Il est dès lors de bon ton de fustiger le « court termisme » de la
Bourse, sur lequel serait calquée la stratégie de bon nombre d’entreprises
cotées. Il est vrai, notamment, que la publication de résultats trimestriels fait
figure de test de performance pour les managers : cela peut pousser
certains managers à, par exemple, faire des économies trop radicales de façon à
embellir leur bénéfice alors que l’heure serait plutôt à investir. Et, dans la
même veine, on peut juger malsain le petit jeu des analystes qui cherchent à
prévoir le bénéfice du trimestre suivant : il suffit souvent que la
réalité ne rencontre pas la prévision moyenne pour que le cours d’une action
s’effondre ou s’envole. Et c’est parfois contre-intuitif : ainsi, par
exemple, il y a quelques jours, le cours de l’action Ericsson a grimpé en une
séance de 19% (!) alors que le bénéfice trimestriel s’effondrait de
moitié : les analystes avaient juste prévu une situation pire. Ces
fluctuations exagérées existent bel et bien. Mais ne négligeons pas le fait
qu’un cours de Bourse inclut majoritairement des prévisions bénéficiaires
au-delà des 5 prochaines années. Ainsi, dans un secteur comme la pharmacie ou
la biotechnologie, où le développement d’un médicament prend plus de 10 ans, le
cours de Bourse d’un Sanofi ou d’un Merck prend bien entendu en compte les
perspectives du pipeline de médicaments en développement et pas seulement les
chiffres de ventes et bénéfices des médicaments existants.
Conclusion : les variations de cours
peuvent être très importantes à court terme et elles sont souvent exagérées.
L’investisseur ne les craindra pas mais les utilisera comme des opportunités
pour acheter ou vendre avec un oeil sur les perspectives de développement à
plus long terme.
3. Pourquoi se donner tant de mal ?
La théorie financière moderne, telle que développée depuis une
cinquantaine d’années, part du postulat que le marché boursier est efficient.

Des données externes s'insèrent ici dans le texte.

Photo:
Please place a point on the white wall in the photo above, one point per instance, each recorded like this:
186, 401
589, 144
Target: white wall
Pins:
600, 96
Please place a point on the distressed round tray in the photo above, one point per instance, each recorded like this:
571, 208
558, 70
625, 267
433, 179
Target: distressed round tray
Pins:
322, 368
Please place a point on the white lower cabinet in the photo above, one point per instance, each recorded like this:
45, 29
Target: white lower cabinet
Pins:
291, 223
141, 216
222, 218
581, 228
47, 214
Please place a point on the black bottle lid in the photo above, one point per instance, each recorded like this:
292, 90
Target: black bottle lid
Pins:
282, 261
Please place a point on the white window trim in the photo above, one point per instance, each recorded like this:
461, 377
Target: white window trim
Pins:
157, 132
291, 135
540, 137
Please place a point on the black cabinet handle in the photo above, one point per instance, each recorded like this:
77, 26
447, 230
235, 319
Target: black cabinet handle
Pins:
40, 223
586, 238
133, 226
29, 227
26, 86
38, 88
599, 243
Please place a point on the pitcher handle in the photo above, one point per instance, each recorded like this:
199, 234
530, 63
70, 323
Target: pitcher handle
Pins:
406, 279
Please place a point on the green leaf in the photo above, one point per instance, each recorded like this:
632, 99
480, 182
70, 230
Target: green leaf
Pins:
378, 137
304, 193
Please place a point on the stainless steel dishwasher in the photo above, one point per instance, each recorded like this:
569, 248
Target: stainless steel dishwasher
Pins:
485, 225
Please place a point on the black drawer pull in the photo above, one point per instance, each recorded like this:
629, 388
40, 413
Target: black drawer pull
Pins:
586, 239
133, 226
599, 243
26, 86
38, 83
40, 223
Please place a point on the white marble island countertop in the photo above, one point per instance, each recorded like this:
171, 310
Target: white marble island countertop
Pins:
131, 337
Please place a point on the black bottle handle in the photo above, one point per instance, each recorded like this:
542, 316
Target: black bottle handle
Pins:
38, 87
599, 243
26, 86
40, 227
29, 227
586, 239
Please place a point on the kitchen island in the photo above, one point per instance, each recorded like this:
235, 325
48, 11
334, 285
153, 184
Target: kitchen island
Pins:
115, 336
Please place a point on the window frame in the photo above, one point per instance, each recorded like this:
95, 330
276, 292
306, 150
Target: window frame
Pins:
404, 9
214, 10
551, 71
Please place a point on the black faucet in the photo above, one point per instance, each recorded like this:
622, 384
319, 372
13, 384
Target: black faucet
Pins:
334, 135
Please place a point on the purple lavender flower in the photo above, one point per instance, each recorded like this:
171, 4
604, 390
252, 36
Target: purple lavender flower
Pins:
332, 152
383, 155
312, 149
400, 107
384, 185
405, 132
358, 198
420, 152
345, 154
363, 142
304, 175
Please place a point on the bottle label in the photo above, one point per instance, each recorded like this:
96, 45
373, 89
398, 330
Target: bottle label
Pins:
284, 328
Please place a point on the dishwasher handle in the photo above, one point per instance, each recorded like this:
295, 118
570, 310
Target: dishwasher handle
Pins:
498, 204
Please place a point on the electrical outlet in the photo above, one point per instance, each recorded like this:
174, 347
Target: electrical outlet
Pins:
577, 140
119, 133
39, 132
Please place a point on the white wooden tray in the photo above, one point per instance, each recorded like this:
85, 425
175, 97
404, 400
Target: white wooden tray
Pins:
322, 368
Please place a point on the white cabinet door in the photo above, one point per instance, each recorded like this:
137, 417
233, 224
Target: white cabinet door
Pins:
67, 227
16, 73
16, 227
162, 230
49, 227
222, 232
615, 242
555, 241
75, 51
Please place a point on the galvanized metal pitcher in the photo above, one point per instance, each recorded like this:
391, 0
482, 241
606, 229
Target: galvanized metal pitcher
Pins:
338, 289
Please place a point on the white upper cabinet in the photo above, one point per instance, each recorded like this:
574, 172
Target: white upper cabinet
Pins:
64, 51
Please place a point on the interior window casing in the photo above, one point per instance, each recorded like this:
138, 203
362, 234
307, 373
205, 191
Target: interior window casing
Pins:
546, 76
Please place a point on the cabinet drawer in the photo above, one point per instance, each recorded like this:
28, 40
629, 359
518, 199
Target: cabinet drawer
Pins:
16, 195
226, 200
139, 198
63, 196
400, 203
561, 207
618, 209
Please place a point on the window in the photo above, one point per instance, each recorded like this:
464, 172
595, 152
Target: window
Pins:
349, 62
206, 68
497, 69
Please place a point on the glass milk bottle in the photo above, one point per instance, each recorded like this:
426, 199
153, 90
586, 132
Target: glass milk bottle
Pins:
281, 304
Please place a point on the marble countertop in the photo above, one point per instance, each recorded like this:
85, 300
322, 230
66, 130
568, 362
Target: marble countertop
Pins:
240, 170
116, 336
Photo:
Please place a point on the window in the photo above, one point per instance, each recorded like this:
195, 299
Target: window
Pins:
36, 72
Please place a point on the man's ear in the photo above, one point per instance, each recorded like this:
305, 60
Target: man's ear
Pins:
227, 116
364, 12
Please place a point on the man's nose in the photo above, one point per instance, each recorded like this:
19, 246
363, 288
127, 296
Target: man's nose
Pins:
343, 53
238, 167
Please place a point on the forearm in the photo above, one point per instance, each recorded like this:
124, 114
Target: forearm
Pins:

Globalement, cela signifie que, à tout moment, toute l’information disponible
sur une entreprise et ses perspectives est incorporée dans le cours de son action.
La seule chance alors pour un investisseur de « battre la Bourse »
est d’acheter des actions plus risquées. Ne le nions pas : il reste en
effet très difficile de battre la Bourse de façon récurrente sur longue période
(ç-à-d sur une période où l’élément de chance n’intervient pas) : la
performance de la majorité des fonds de placement est là pour en témoigner.
Néanmoins, l’effet « momentum » (voir point 1 ci-dessus) va déjà à
l’encontre de cette théorie. Plus encore, l’étude statistique boursière a démontré
que les actions de type « value » (ç-à-d celles qui sont
caractérisées par de faibles multiples de valorisation
« Cours/Bénéfice » ou « Cours/Valeur comptable des fonds
propres »), et plus particulièrement les plus petites capitalisations
parmi celles-ci, surperforment et cela, sans qu’elles soient plus risquées
(volatiles) que les autres ! Certes, au sein de cette population d’actions
« value », certaines resteront lettre morte, voire baisseront, tandis
que d’autres se redresseront sensiblement. Mais, même si le phénomène reste
pour une large part énigmatique, il y a fort à parier que, dans leur ensemble,
de telles actions (souvent « hors mode ») performeront à l’avenir
encore mieux que la Bourse.
Conclusion : l’investisseur en quête
d’actions à acheter se penchera plutôt sur les actions « value »
auxquelles il appliquera une analyse fondamentale détaillée pour éviter les
« value traps », à savoir les actions bon marché qui ont toutes les
chances de le rester encore longtemps (sans grand espoir de redressement donc).